BOINC will support both confidential and public client types (https://oauth.net/2/client-types/). BOINC will support the following grant types:
- Authorization Grant Type (https://developer.okta.com/blog/2018/04/10/oauth-authorization-code-grant-type) with the PKCE extension (https://www.loginradius.com/engineering/blog/pkce/)
- Refresh Token Grant Type (https://oauth.net/2/grant-types/refresh-token/)
BOINC will be modified as follows:
- A feature flag will be added to enable or disable OAuth features. The feature flag will also enable or disable self-registration by oauth clients (some projects will want to approve and manually add oauth clients and some will be ok with self-registration by clients)
- Create new user facing web pages necessary to support the OAuth 2.0 Authorization flow for web apps (like BAM) and public clients (see https://aaronparecki.com/oauth-2-simplified/ for a brief overview of how this works)
- Create a new user facing web page to display their current set of authorized accesses, including a way for them to individually revoke that access
- Create a new admin page to allow the project admin to add or remove OAuth clients
- Create the Refresh Token API to obtain a fresh access token when the existing access token expires
- Modify the web rpcs to use the access tokens instead of the authenticator
Website Session Cookies (Scenario #3)
The "auth" cookie, which currently contains the authenticator, will instead use a "web session token" (see below) for its value. The expiration time for the token will be extended after each access to the web page.
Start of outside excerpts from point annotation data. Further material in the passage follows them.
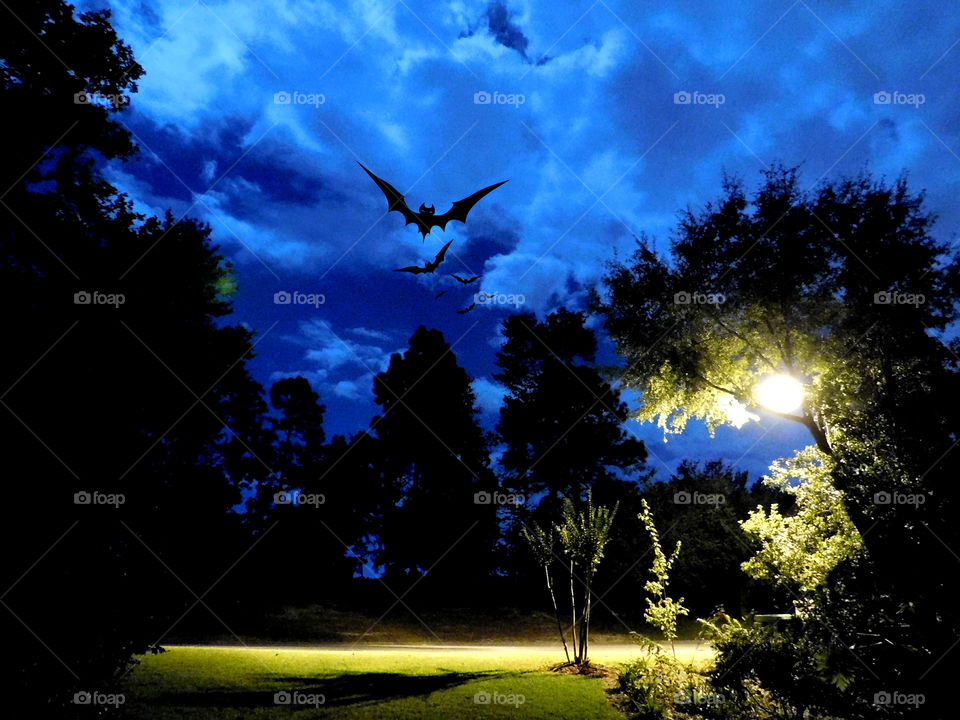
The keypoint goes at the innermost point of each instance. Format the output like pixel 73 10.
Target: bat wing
pixel 395 202
pixel 441 255
pixel 462 207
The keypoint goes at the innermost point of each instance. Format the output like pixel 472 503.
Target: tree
pixel 802 549
pixel 662 610
pixel 584 535
pixel 142 400
pixel 438 516
pixel 542 543
pixel 845 289
pixel 703 504
pixel 561 422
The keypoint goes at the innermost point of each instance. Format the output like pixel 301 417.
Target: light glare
pixel 780 393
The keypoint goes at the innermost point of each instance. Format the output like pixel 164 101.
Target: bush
pixel 660 686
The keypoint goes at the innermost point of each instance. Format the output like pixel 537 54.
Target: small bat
pixel 430 266
pixel 465 282
pixel 426 218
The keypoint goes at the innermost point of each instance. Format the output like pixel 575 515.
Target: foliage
pixel 434 461
pixel 662 610
pixel 844 288
pixel 561 421
pixel 660 686
pixel 584 535
pixel 541 543
pixel 800 550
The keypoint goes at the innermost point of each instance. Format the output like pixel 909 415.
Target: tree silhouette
pixel 434 460
pixel 148 397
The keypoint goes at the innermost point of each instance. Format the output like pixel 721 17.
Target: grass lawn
pixel 367 682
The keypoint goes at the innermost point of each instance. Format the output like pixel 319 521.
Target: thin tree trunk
pixel 573 612
pixel 556 611
pixel 585 626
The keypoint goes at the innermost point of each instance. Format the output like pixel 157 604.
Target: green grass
pixel 217 682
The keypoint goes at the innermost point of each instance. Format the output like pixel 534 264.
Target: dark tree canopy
pixel 561 422
pixel 434 459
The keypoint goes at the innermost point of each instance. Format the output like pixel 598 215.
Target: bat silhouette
pixel 428 267
pixel 426 218
pixel 465 282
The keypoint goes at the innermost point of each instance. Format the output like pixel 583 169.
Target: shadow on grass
pixel 339 690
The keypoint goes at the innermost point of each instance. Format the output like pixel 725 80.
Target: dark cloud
pixel 506 33
pixel 500 24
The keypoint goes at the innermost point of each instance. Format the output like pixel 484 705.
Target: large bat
pixel 426 218
pixel 428 267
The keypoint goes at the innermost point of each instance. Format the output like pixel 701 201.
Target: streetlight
pixel 780 393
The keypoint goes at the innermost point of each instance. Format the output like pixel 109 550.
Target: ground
pixel 507 676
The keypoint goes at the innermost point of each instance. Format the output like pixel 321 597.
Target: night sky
pixel 586 119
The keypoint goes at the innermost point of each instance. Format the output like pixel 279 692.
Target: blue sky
pixel 583 121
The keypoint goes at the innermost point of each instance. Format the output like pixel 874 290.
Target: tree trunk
pixel 573 611
pixel 556 611
pixel 585 626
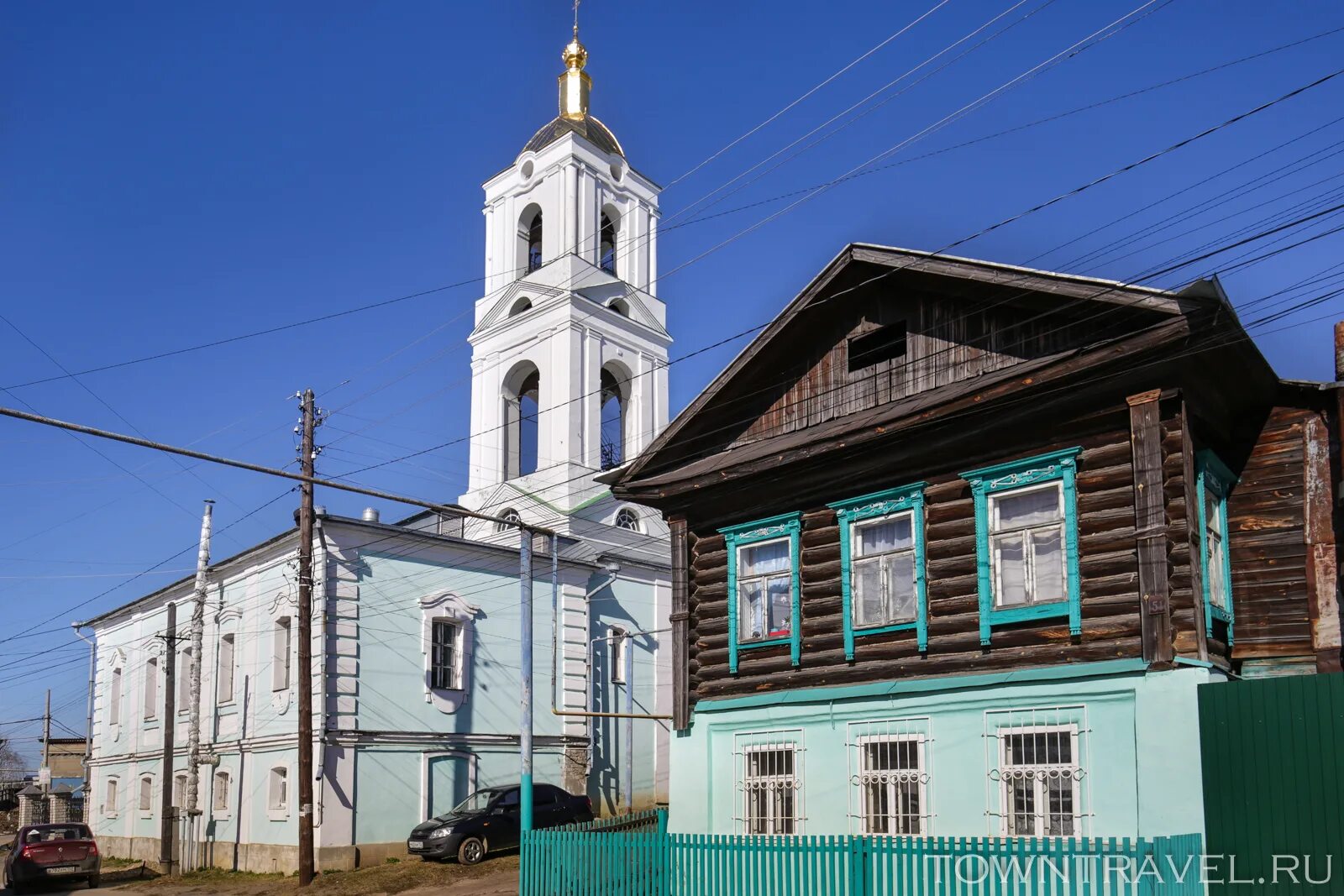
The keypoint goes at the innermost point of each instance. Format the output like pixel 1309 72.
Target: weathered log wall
pixel 1267 521
pixel 1108 566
If the user checks the "remember me" checkbox, then an additional token "rememberme" will be created that stores a "Remember me token". If the user accesses a project website and they do not have a valid "auth" cookie (i.e. a valid web session token), then the site will check to see if they have a valid "rememberme" cookie/token. If they do, then the website create a new web session token and set the "auth" cookie as well as it will replace the "rememberme" cookie/token with a new "Remember me token" and then delete the one that was just used.
Implementation Details
Please see Reduce usage of authenticator implementation for details about the proposed implementation. Note that most of the implementation describes the implementation for OAuth (scenario 2) as the implementations for scenario #1 and #3 are relatively straightforward but should still reuse the existing token code and make sure they take the OAuth implementation in mind when the work is done for those two.